Molto frastagliato il quadro del rischio di violenza politica in Africa, che tra il 2021 e l’inizio del 2022 ha contato cinque colpi di Stato militari: Ciad, Guinea, Mali, Sudan, Burkina Faso. I Paesi che si affacciano sul Golfo Persico mostrano una diffusa stabilità politica, sebbene sia sporadicamente aumentato il rischio di attacchi terroristici, per lo più provenienti dallo Yemen. In America Latina, non è da escludere una nuova ondata di proteste nel corso del 2022: il calendario delle elezioni di quest’anno prevede due appuntamenti di grande rilievo: le presidenziali in Colombia nella tarda primavera e quelle in Brasile a ottobre, tradizionalmente caratterizzate da una forte polarizzazione interna. L’area asiatica riporta un livello di violenza politica relativamente contenuto, sul cui peggioramento tuttavia ha pesato la persistente conflittualità del Myanmar e le violente proteste che hanno caratterizzato Hong Kong nell’ultimo biennio. In un’ottica più di medio termine, sarà importante vedere il proseguo del confronto internazionale tra Cina e Stati Uniti: sebbene si registri un indubbio ritorno al multilateralismo non mancano contrasti tra i due grandi attori in diversi ambiti internazionali.

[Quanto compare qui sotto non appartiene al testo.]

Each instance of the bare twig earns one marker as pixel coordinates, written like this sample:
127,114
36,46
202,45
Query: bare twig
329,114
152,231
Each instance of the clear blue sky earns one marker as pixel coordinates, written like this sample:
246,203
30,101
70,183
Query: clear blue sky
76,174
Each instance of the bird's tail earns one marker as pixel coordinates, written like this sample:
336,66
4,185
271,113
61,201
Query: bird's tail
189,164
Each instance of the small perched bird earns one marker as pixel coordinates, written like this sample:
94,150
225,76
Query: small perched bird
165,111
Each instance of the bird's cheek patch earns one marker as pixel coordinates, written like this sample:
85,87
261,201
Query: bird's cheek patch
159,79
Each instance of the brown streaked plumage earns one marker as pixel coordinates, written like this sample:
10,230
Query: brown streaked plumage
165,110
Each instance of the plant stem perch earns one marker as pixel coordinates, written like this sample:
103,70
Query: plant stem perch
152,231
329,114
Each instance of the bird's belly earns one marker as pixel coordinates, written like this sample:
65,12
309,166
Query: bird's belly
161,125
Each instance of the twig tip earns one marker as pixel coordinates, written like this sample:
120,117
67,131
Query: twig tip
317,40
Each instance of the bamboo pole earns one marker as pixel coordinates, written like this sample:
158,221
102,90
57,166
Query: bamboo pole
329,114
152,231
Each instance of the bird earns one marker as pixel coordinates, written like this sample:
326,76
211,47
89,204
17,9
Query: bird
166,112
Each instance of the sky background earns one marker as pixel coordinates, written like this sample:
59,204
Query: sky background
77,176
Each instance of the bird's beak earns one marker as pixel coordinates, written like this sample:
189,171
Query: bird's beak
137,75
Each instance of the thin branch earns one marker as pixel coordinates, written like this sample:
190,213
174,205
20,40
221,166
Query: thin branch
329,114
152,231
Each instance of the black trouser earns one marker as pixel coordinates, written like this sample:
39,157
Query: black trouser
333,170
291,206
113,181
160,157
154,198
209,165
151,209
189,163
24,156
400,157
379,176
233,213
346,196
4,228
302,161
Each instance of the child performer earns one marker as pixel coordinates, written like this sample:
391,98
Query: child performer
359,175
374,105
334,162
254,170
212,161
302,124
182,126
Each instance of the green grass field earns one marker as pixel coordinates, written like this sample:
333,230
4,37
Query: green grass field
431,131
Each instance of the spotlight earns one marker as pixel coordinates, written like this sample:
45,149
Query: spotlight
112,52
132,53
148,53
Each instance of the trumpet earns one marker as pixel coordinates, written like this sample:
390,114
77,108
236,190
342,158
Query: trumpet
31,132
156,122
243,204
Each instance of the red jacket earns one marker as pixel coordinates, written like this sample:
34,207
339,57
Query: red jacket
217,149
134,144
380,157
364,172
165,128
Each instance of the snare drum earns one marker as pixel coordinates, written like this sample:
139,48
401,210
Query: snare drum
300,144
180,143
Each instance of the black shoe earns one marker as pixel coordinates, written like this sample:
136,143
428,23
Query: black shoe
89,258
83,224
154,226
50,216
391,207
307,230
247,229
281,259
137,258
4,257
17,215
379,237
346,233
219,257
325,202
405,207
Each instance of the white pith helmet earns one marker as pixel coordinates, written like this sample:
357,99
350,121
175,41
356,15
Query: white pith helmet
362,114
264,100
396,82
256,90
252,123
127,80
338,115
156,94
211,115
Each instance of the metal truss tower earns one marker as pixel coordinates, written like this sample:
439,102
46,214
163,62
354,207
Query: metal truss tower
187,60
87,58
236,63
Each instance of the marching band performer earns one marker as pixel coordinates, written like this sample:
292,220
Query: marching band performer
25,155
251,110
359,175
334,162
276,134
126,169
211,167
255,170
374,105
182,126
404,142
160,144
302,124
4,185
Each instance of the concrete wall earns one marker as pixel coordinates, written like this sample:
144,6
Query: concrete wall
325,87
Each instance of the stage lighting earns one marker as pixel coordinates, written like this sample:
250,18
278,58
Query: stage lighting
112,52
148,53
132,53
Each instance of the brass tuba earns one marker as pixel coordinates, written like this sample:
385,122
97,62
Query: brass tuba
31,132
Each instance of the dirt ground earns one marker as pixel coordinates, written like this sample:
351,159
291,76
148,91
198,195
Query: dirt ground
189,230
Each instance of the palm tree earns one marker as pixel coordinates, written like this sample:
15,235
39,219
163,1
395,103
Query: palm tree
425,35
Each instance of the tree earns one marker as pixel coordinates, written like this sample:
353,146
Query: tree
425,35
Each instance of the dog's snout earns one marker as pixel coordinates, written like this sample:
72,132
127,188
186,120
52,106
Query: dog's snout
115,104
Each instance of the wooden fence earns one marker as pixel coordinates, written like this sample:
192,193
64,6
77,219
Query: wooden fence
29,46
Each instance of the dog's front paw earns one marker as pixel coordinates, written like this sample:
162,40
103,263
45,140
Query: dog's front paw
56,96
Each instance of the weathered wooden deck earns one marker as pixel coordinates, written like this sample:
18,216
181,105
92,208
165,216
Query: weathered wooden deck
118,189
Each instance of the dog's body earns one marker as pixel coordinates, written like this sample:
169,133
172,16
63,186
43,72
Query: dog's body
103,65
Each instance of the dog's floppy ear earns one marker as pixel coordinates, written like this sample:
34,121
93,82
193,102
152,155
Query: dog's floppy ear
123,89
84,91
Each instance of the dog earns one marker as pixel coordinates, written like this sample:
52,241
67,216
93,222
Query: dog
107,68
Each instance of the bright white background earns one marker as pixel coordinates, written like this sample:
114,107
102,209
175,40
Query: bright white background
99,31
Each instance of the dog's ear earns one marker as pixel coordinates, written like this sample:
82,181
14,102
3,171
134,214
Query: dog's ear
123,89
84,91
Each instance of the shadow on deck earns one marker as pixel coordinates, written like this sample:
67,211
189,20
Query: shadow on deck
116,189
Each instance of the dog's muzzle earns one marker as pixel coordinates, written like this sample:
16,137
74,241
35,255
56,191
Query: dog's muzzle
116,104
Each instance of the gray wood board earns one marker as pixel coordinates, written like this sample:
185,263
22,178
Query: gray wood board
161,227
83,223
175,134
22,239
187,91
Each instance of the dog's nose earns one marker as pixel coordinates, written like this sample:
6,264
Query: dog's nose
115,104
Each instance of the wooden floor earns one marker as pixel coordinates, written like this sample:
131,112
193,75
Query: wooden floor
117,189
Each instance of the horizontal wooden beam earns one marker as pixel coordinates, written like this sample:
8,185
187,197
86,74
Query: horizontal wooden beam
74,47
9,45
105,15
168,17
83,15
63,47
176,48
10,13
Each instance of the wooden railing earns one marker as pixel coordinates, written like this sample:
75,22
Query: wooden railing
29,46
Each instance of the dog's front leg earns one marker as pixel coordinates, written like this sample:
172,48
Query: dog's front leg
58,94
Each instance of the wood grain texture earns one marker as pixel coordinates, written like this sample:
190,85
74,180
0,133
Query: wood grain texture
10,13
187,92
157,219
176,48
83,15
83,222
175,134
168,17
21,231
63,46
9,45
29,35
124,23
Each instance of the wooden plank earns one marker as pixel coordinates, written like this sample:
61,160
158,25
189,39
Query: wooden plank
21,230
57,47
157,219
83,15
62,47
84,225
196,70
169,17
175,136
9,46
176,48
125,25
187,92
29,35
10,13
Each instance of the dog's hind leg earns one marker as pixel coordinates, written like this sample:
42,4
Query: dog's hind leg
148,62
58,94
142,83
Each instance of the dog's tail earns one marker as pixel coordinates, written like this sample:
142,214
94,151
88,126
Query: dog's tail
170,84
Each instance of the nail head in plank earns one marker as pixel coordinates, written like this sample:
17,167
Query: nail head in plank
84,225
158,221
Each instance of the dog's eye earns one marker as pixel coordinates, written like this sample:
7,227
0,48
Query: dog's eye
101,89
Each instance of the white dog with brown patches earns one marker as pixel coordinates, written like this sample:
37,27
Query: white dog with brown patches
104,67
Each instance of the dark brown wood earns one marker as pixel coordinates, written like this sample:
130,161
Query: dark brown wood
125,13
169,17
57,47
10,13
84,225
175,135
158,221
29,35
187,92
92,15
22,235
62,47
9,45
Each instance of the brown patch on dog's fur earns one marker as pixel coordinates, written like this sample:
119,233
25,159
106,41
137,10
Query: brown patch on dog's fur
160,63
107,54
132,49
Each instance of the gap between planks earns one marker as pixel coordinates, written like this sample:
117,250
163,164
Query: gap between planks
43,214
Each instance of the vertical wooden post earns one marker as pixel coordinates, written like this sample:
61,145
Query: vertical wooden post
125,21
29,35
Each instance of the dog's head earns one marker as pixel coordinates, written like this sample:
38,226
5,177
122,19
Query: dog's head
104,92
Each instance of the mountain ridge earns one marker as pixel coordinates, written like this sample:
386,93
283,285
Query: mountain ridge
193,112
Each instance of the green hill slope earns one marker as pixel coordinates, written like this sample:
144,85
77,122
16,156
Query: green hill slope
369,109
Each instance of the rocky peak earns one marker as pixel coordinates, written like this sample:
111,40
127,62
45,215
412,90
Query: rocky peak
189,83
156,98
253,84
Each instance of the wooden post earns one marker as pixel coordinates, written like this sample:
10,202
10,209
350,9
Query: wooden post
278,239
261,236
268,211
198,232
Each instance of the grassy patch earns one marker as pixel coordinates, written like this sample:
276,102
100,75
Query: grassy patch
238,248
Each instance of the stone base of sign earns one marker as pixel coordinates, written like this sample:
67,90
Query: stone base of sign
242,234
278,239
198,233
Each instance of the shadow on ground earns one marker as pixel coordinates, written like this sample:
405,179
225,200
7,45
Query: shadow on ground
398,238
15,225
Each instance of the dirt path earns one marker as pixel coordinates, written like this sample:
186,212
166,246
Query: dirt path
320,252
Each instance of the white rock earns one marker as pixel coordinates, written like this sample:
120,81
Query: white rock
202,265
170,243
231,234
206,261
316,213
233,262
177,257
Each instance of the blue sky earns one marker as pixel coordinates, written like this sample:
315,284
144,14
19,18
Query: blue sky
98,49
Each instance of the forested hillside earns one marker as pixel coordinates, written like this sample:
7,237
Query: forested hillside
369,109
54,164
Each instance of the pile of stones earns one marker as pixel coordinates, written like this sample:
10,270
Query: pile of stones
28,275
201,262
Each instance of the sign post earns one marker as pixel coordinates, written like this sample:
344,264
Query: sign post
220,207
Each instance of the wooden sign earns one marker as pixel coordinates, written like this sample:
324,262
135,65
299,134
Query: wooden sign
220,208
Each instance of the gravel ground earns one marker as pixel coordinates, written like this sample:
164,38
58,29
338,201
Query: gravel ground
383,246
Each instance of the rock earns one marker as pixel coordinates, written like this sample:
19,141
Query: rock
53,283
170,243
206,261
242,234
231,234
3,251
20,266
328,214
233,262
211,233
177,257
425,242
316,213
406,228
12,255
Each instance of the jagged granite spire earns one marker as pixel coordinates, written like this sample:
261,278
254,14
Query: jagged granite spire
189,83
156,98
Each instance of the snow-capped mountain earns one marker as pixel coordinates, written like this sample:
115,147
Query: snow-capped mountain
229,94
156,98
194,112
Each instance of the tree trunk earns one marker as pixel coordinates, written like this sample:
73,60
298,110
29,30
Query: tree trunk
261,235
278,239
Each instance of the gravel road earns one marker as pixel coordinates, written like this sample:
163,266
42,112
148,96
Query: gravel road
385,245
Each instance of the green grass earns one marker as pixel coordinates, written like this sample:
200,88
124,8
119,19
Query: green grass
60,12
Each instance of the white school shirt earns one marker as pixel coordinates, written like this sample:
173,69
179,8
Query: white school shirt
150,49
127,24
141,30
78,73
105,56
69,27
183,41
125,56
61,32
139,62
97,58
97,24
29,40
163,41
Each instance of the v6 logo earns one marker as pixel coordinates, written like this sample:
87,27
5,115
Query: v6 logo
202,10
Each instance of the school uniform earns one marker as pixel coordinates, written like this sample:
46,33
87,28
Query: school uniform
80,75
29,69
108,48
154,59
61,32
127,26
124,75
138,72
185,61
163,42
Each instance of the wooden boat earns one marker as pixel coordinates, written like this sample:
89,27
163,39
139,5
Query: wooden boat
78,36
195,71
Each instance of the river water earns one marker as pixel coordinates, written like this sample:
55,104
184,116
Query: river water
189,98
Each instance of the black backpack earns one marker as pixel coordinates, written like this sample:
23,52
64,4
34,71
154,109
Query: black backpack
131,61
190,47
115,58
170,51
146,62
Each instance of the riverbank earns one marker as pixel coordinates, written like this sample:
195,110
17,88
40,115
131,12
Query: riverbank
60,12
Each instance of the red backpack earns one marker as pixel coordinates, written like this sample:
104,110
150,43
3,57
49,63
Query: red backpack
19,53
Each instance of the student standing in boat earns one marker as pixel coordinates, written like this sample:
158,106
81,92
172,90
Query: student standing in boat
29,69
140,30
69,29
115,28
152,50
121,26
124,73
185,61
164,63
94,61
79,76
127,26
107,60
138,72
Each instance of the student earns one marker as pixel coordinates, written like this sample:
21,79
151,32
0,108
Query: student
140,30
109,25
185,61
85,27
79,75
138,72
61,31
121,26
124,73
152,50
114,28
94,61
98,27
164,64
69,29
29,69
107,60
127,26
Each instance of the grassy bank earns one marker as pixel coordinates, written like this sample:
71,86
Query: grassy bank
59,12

Il rischio di sostenibilità

E poi ci sono gli indicatori di sostenibilità. Il set comprende un indicatore di rischio di cambiamento climatico, che monitora le principali criticità climatiche (come alte temperature, fragilità idrogeologica e vento) e i relativi impatti socio-ambientali, a cui si aggiungono due campi di analisi: il primo di benessere sociale, (approfondisce la demografia, l’uguaglianza, il livello di salute, l’istruzione e il lavoro), il secondo di transizione energetica (misura lo stato di avanzamento e gli effetti geopolitici della riconversione verso un nuovo mix energetico, quale fattore di resilienza).

Le evoluzioni negative del clima e il loro impatto sulle risorse naturali si ripercuotono sulle popolazioni, favorendo tensioni tra le comunità locali. Vale per l’Africa del Nord e Subsahariana, soggetta a fenomeni di siccità e desertificazione, come in Nigeria, dove il rischio climatico è a 79 in un area in cui la media è 66, ma anche per Mali, Burkina Faso e Repubblica Centrafricana. Nel Sud Est asiatico alto rischio per il Bangladesh (climatico pari a 95 rispetto alla media dell’area di 70), dove l’aumento delle alluvioni ha provocato il dislocamento dalle aree rurali a maggioranza hindu verso le aree urbane a maggioranza islamica, determinando aspri scontri. In generale appare sempre più chiaro come, nell’ambito della lotta al cambiamento climatico e della connessa necessità di una transizione energetica, l’inazione non sia una strada percorribile. Politiche di investimento lungimiranti, infatti, potranno consolidare il continuo e tendenziale miglioramento nelle performance in materia di transizione energetica, in particolare in Europa e America Latina.